9 CFC Games Played
1 CFC Goals
Few, if any, Collingwood footballers have a military service record to match that of Harold Gyton.
The lanky Gyton, who played nine games for the Pies in 1908, served in both World Wars – enlisting for the Second World War at the ripe old age of 56!
The Richmond-born Gyton was trained as a blacksmith and moved to Queenscliff/Swan Island when he enlisted in the army in his early 20s (though some reports also suggest he’d first enlisted in 1902, when he was 18). He re-enlisted every three years from 1906 onwards, and served until 1944. He was awarded an MBE in 1936 after 30 years continuous service, and a Meritorious Service Medal in 1931.
He was given glowing reports of his service throughout his time, and by the end of his military life was a Lieutenant Colonel. “[He is an] officer of the highest integrity with great strength of character, sound judgement…even tempered and has the power to command respect…looked up to and respected by all ranks,” said one note on his file.

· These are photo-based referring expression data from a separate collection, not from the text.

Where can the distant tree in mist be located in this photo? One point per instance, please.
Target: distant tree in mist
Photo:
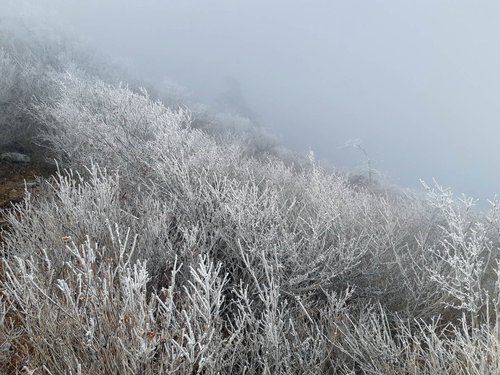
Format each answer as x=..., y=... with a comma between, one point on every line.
x=233, y=100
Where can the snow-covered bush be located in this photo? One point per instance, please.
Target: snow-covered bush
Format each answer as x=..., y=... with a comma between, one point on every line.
x=161, y=248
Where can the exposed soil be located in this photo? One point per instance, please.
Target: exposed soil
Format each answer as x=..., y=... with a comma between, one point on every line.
x=14, y=181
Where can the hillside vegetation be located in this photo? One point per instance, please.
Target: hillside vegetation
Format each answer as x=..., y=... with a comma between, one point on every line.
x=165, y=245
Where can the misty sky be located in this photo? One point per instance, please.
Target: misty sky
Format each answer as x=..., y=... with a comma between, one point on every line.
x=417, y=81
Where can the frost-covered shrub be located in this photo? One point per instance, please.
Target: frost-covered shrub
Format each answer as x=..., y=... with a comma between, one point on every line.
x=159, y=248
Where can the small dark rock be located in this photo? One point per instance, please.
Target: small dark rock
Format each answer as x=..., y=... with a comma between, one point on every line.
x=15, y=157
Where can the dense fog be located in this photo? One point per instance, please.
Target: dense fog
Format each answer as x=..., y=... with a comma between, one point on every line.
x=415, y=84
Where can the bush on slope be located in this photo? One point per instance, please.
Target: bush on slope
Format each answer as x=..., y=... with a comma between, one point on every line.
x=158, y=248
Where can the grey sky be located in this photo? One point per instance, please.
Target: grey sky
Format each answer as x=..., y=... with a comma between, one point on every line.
x=417, y=81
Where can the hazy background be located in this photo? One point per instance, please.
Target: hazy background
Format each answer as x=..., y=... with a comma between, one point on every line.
x=417, y=81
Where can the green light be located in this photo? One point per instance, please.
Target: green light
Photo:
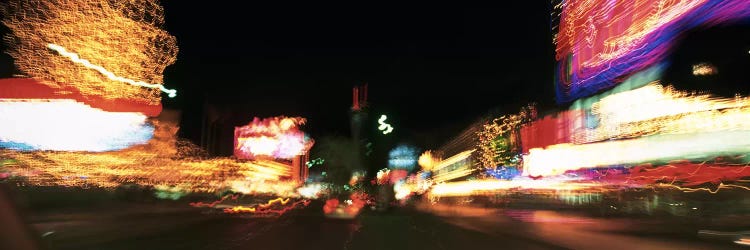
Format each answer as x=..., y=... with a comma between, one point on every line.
x=385, y=127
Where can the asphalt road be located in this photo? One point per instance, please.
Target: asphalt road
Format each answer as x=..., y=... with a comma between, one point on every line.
x=420, y=227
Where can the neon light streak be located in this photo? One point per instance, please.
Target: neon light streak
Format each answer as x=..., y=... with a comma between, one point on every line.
x=76, y=59
x=557, y=159
x=385, y=127
x=67, y=125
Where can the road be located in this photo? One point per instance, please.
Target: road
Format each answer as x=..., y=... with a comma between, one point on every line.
x=155, y=226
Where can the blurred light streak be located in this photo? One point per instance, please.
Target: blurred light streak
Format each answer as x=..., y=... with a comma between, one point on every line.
x=601, y=41
x=310, y=191
x=427, y=161
x=452, y=160
x=557, y=159
x=67, y=125
x=279, y=200
x=277, y=137
x=214, y=203
x=505, y=128
x=76, y=59
x=704, y=69
x=475, y=187
x=125, y=37
x=30, y=89
x=691, y=190
x=403, y=157
x=385, y=127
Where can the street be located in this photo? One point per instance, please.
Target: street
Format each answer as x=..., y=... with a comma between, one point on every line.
x=418, y=227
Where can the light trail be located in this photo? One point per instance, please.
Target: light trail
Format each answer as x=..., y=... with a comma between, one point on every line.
x=76, y=59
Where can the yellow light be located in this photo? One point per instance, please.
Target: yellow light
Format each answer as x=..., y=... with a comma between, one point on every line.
x=74, y=57
x=426, y=161
x=125, y=37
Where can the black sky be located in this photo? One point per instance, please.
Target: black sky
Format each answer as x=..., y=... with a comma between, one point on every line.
x=428, y=67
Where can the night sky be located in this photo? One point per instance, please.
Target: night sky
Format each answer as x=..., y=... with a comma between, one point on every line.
x=432, y=69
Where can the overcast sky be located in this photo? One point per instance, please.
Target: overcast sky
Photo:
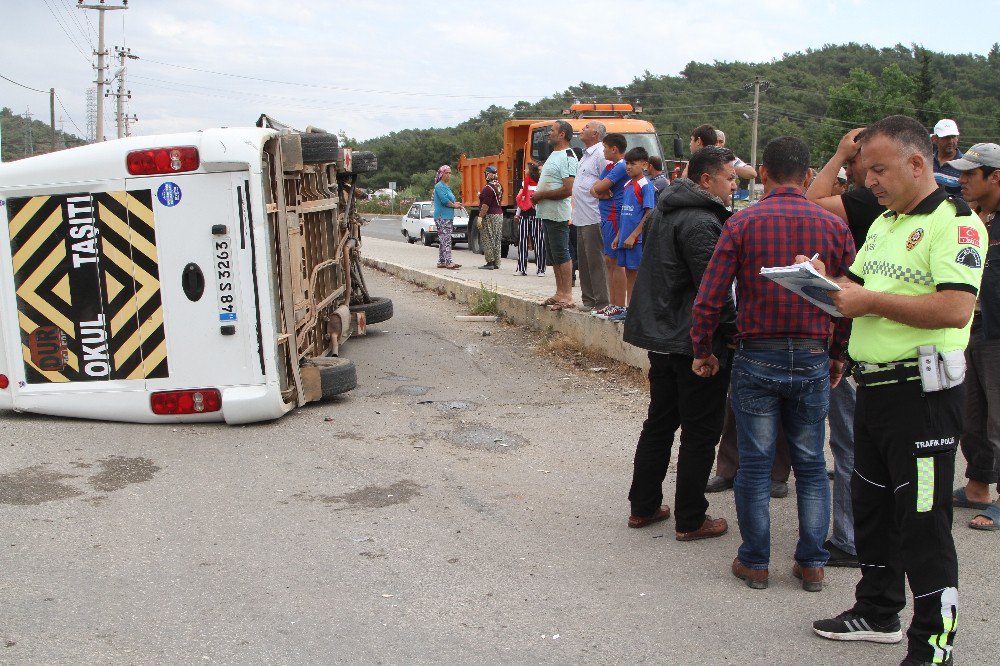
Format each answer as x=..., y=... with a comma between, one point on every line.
x=372, y=67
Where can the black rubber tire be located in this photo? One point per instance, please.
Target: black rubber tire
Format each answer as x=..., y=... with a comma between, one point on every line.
x=319, y=147
x=379, y=310
x=338, y=378
x=364, y=161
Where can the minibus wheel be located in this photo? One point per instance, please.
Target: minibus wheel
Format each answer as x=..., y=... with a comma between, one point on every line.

Gyton enlisted in the Royal Australian Engineers in the Permanent Army in 1906. He was an instructor with the Australian Instruction Corp at Duntroon during the First World War, trained in England in 1912-13 and was still with the Instructional Corp 30 years later. At the age of 56 he sailed on the Queen Mary to the Middle East and served there for two years before returning to Australia where, after nearly 40 years in the army, he was discharged with heart problems.
While at Queenscliff, Gyton also came under notice for his footballing prowess. He played with the Engineers of Queenscliff in a three or four team competition around 1906/07, a competition in which future teammate Jack Shorten also featured. Gyton also played cricket for the Royal Australian Engineers in the Bellarine District Cricket Association.

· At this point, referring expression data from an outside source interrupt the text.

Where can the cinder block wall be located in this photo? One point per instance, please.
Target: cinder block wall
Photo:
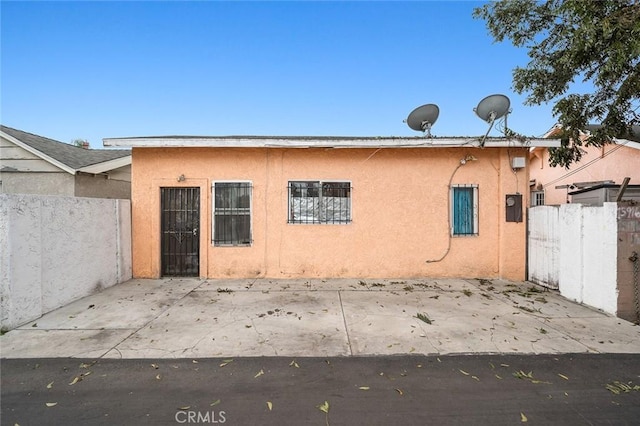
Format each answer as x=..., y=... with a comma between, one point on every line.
x=55, y=250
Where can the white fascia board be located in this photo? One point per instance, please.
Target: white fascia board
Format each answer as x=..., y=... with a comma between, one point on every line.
x=349, y=142
x=106, y=166
x=34, y=151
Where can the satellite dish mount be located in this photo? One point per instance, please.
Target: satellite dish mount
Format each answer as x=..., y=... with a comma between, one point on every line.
x=492, y=108
x=423, y=117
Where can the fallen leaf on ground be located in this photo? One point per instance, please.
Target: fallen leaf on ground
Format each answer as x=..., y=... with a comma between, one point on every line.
x=324, y=407
x=225, y=362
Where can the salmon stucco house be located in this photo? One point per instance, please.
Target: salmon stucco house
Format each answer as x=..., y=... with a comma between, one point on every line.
x=324, y=207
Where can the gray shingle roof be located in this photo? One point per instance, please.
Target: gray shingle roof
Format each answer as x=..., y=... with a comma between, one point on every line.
x=72, y=156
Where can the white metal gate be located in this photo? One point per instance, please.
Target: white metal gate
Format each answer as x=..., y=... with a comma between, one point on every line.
x=544, y=246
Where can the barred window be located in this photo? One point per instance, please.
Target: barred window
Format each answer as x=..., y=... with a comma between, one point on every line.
x=232, y=213
x=319, y=202
x=464, y=210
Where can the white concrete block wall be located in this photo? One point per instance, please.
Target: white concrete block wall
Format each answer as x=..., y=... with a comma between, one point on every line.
x=59, y=249
x=600, y=252
x=571, y=245
x=21, y=293
x=584, y=240
x=544, y=245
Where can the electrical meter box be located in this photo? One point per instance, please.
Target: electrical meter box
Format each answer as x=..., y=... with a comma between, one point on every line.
x=517, y=163
x=513, y=203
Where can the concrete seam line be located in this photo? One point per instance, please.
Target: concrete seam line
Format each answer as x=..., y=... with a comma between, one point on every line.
x=344, y=320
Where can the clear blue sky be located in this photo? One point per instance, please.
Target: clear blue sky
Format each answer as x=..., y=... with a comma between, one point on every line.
x=93, y=70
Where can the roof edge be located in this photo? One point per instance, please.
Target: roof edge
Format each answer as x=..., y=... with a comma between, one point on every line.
x=38, y=153
x=322, y=142
x=106, y=166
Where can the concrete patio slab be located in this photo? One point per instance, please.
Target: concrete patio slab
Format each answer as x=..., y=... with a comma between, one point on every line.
x=194, y=318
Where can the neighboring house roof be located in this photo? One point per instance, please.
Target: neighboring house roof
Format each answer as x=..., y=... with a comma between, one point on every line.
x=323, y=142
x=69, y=158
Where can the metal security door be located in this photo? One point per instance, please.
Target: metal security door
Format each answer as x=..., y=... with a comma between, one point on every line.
x=180, y=241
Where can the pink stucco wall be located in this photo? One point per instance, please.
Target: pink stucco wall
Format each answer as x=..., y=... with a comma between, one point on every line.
x=611, y=162
x=399, y=211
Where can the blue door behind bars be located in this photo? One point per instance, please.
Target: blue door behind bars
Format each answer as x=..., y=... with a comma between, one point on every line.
x=462, y=211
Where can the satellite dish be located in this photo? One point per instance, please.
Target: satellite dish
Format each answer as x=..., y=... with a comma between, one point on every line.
x=423, y=117
x=493, y=107
x=490, y=109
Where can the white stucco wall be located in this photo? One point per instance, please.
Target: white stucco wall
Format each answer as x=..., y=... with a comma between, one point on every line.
x=585, y=241
x=59, y=249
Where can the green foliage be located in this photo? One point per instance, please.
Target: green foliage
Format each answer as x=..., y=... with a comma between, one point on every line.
x=596, y=42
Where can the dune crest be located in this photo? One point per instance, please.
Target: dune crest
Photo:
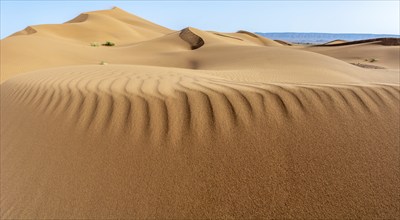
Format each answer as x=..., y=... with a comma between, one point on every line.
x=195, y=124
x=191, y=38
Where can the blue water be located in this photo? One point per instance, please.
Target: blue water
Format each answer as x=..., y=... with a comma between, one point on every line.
x=319, y=38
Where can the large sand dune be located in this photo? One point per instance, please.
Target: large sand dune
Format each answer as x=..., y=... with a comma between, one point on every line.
x=193, y=124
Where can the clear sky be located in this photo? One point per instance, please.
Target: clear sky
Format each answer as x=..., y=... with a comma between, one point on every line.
x=377, y=17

Gyton was exceptionally tall for his time, standing around 5’10½ inches, so was always destined to end up as a ruckman. It is not known how he came to Collingwood’s attention, but he made his debut in the Round 3 game against University in 1908 (a game in which Dick Lee kicked seven out of Collingwood’s eight goals). The Age said later said Gyton had “shaped well” on debut, while the Weekly Times said he “rendered fine service” and Punch said he “suffered well the slings and arrows of outraged fortune.”
He played his first five games in a row, despite having to train at Swan Hill and coming to Melbourne only on weekends to play. He was variously described in those matches as “useful”, “noticeable” and as “having come to the rescue”.

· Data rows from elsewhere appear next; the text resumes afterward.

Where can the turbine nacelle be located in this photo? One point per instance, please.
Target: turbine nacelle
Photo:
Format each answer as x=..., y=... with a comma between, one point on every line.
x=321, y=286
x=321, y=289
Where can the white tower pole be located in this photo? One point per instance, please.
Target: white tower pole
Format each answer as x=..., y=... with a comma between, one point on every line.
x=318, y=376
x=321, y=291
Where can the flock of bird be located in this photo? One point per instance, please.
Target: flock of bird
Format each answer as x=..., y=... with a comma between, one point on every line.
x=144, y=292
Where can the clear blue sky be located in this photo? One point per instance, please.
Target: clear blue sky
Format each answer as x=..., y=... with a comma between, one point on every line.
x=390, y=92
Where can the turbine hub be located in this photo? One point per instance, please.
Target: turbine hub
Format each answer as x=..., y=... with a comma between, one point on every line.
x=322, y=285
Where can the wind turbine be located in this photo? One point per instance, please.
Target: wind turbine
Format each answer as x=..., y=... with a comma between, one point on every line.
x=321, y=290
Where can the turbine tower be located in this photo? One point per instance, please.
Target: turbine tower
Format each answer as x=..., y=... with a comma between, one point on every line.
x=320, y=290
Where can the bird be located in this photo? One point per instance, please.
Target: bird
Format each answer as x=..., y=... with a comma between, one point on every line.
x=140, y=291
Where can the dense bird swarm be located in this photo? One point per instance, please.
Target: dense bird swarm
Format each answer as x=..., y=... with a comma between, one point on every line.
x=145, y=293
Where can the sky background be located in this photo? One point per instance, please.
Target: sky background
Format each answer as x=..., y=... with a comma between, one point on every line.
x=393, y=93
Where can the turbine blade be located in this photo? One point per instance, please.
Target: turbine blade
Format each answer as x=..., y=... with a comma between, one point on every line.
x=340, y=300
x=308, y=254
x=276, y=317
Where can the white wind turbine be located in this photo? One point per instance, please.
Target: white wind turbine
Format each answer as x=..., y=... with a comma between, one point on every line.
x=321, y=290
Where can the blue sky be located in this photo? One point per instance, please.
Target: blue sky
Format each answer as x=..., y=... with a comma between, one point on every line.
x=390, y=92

But he was injured in one match, then suffered an ankle problem while training at Swan Hill. He also missed at least one game while “having a spell” in the Western District. The result was an interrupted second half of the season that saw him play only four of the last 12 games of the season.
The bottom line is that Harold Gyton did well enough in those first nine games to have seemed likely to be able to extend his time in the big league. Instead it looks as if his military commitments brought a premature end to a promising career. He disappeared from Collingwood at the end of his one-and-only season in the VFL, and it’s not clear where he ended up – at least in a footballing sense. In terms of the service he would give his country, however, his journey was only just starting.